I change into and out of my scrubs at work now. And change again when I get home. I have a designated spot for my shoes that I wear only back and forth to the hospital. I have a separate pair that I wear in the hospital. I wash up. I am sure those with constant patient contact are showering right when they get home. I consider everything I touch to be contaminated. I strategically plan my escape route, knowing where every hand sanitizer is located and where will be my last stop and gel before discarding my facemask. I hold my hands out away from by body, in an unconscious way of trying to keep clean.
Thankfully, we did not get the surge at our hospital. But we are still in the thick of things, unsure of what will happen when things start opening up again. Will the surge come then?
At home, my husband and I are doing our best. Gratefully he retired from teaching at the middle school last year. I can’t imagine him trying to teach online!
We do our shopping by either pick up or delivery and wipe things down when we bring them into the house. We haven’t seen the inside of a store in over 6 weeks. Luckily we live in a great, close-knit neighborhood. We look out for each other. The kids next door made me cards and a tee shirt that has a stethoscope in the shape of a heart with the word “hero” written on it. Others hand us baked goods through fences and shout good will from across the street. Many have thanked me for doing what I do. I am grateful and embarrassed. I don’t feel like a hero, at all. We stopped watching most of the news. It is too intense. Everyone is watching series and movies on TV. Exchanging titles when they find a good one. We do a lot of jigsaw puzzles, play scrabble, backgammon, and parcheesi. We walk the dog together, something we didn’t do before. That’s nice. But even walking outside on the street is different. When you see someone coming, you move to the other side of the street or move out into the road. I look around and feel like there is a blanket over us. Of what, I don’t know.
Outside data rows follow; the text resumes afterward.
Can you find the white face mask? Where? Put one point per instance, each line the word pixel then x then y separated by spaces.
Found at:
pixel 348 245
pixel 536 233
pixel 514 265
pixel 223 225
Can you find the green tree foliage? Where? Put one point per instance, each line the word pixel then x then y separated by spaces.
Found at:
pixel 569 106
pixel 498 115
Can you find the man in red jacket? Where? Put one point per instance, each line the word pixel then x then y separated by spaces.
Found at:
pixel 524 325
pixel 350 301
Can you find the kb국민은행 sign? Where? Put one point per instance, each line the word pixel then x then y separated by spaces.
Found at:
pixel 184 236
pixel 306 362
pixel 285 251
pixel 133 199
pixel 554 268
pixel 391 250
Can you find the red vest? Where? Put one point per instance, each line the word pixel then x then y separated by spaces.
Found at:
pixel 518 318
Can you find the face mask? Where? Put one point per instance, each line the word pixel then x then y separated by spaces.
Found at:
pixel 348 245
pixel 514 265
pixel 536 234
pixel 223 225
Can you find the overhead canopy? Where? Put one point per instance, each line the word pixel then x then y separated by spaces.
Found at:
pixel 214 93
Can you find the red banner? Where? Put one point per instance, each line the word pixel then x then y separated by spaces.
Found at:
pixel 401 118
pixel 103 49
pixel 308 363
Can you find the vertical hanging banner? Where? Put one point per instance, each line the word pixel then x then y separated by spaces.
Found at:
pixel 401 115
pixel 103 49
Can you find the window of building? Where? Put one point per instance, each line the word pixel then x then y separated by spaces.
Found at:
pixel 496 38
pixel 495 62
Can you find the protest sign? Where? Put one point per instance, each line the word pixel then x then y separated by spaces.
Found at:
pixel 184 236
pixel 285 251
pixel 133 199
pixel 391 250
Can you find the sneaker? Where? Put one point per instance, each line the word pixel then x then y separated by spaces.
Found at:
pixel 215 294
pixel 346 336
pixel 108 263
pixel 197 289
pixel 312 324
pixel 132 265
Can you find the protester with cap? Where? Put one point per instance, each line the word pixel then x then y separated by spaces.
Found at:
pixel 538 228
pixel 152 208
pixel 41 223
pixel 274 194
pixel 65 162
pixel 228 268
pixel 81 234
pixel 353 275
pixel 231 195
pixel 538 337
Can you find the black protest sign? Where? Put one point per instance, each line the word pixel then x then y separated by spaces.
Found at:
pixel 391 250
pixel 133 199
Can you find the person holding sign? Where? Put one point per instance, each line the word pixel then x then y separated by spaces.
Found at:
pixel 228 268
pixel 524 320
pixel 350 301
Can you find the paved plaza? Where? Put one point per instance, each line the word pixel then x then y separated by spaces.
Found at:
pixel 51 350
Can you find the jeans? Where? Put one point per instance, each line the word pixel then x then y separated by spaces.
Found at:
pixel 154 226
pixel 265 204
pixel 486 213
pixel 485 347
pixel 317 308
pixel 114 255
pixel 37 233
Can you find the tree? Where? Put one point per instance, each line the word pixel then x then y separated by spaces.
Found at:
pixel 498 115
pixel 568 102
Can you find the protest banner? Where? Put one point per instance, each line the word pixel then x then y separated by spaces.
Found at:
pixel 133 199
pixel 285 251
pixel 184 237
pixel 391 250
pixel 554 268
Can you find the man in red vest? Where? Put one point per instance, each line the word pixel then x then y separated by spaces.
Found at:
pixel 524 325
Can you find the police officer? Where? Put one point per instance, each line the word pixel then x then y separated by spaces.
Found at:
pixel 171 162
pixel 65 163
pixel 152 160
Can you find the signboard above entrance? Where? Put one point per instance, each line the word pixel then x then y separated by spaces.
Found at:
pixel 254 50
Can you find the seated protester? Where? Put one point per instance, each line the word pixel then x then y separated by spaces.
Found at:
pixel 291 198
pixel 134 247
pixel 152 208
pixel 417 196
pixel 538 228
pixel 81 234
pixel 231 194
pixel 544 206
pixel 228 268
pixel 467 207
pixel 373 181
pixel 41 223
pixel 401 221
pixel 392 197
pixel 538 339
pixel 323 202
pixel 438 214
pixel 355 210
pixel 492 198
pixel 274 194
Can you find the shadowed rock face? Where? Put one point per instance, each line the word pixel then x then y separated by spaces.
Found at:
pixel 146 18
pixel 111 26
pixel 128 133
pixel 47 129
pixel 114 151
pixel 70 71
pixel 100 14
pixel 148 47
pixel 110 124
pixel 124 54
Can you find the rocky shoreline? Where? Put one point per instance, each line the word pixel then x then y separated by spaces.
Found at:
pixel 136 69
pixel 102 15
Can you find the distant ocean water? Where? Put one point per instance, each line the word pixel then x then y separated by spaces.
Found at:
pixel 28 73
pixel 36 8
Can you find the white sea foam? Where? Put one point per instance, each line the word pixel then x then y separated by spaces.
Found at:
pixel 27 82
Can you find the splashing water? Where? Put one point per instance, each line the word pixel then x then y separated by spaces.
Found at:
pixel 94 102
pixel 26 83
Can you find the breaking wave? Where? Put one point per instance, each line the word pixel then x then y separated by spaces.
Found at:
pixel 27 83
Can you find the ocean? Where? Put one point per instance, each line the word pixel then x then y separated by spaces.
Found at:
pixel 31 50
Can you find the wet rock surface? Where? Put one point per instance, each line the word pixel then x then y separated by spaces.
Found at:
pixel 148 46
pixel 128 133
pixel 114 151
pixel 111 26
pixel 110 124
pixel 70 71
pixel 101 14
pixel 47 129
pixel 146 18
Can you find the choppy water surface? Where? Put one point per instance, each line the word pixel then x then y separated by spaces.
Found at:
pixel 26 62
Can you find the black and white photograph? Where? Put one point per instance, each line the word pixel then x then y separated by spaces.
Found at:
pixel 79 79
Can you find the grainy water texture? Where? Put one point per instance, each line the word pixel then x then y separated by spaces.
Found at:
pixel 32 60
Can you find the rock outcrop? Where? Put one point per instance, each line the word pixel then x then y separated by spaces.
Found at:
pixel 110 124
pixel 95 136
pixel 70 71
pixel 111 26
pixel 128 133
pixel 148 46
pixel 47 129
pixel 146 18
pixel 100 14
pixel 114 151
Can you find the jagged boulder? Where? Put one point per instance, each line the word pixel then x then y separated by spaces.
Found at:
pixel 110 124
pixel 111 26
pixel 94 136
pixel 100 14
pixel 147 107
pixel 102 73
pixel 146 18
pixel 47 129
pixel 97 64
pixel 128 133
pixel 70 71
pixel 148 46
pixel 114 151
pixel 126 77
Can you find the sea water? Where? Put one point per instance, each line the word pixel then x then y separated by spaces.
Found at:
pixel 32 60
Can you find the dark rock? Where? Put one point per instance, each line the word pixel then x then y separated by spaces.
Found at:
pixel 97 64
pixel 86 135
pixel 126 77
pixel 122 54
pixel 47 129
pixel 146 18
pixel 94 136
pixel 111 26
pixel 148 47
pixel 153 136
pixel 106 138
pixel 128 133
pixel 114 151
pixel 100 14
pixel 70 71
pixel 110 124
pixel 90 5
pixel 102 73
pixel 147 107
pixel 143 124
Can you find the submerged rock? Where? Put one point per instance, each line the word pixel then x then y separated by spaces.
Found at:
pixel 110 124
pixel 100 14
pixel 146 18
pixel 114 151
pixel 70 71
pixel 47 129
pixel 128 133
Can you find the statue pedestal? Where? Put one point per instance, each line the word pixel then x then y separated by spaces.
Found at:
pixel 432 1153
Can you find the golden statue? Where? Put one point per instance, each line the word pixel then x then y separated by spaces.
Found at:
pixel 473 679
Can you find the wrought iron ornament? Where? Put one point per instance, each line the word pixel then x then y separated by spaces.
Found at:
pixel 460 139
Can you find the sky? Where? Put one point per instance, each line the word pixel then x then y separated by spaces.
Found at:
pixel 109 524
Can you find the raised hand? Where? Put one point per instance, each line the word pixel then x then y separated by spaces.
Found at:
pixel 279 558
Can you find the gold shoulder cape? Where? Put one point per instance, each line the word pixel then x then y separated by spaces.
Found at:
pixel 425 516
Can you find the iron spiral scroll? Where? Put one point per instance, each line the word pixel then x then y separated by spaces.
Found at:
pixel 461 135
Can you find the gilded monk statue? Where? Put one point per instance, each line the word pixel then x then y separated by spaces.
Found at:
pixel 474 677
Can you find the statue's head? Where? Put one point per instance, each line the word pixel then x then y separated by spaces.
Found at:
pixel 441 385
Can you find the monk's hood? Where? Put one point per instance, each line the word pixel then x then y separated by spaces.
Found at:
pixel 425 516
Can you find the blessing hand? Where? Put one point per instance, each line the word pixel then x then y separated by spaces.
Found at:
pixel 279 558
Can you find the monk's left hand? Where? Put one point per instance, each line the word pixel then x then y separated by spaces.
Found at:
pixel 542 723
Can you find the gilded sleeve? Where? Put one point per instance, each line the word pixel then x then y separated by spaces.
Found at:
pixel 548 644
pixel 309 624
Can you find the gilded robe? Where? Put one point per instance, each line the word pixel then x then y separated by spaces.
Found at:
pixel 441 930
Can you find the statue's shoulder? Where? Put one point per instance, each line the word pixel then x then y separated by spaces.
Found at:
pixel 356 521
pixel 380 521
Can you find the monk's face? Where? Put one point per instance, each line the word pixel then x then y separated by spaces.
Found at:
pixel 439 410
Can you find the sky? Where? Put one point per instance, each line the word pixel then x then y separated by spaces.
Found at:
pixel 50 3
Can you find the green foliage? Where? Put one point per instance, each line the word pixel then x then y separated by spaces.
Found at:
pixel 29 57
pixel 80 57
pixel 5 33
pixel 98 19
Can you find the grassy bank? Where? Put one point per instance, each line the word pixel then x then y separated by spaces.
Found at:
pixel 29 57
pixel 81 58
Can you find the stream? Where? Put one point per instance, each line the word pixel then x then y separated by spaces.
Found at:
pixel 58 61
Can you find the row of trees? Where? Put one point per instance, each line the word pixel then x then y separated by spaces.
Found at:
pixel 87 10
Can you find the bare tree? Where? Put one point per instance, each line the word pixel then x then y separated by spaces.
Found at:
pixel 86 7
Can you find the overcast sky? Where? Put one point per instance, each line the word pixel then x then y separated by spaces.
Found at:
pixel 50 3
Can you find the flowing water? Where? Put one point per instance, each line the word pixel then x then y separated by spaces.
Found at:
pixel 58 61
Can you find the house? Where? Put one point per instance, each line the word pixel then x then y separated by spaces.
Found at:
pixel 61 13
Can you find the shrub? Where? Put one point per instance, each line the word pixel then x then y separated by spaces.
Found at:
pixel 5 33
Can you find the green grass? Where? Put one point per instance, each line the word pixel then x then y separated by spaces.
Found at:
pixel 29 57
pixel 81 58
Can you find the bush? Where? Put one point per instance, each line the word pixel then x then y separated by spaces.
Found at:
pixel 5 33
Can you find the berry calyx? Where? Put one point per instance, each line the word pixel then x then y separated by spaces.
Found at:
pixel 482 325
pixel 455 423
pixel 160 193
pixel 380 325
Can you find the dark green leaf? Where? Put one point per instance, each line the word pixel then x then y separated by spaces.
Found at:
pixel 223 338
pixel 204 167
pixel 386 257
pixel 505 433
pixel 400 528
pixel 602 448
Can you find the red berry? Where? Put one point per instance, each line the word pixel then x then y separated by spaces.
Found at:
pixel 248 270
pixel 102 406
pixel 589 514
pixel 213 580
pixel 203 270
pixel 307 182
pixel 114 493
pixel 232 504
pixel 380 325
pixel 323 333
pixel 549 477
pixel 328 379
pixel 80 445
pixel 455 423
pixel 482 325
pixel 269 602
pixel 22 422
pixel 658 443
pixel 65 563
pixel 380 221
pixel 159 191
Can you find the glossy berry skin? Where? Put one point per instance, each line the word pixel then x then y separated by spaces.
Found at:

Yesterday I received a certified letter in the mail telling me of my lay-off. I have the option to bump someone of lower seniority out of their job if I want. But I don’t.
Even the mail and signing for things is different. The postman said he would sign for me, if that was ok, he just needed to ask. I told him I knew it was my lay-off notice. He felt bad. The irony is that I am a nurse in a pandemic and am getting laid off. I feel bad for the non-essential workers. They have been out of work for a long time already. I can’t imagine how they are struggling. And I think of all the people on the frontlines in the big cities. How do you cope? I feel terrible that I am here, safe, and they are suffering. Part of me thinks I should be there helping them. But another part of me thinks that is crazy, then I feel even more terrible. That’s why it is embarrassing to be called a hero. Because I am not. I have the privilege of sitting in my comfortable living room, doing my jigsaw puzzle, watching TV, and not have to worry about getting up and going to work in the morning.
Like everyone else, I too, am anxiously waiting to hear the end to this story.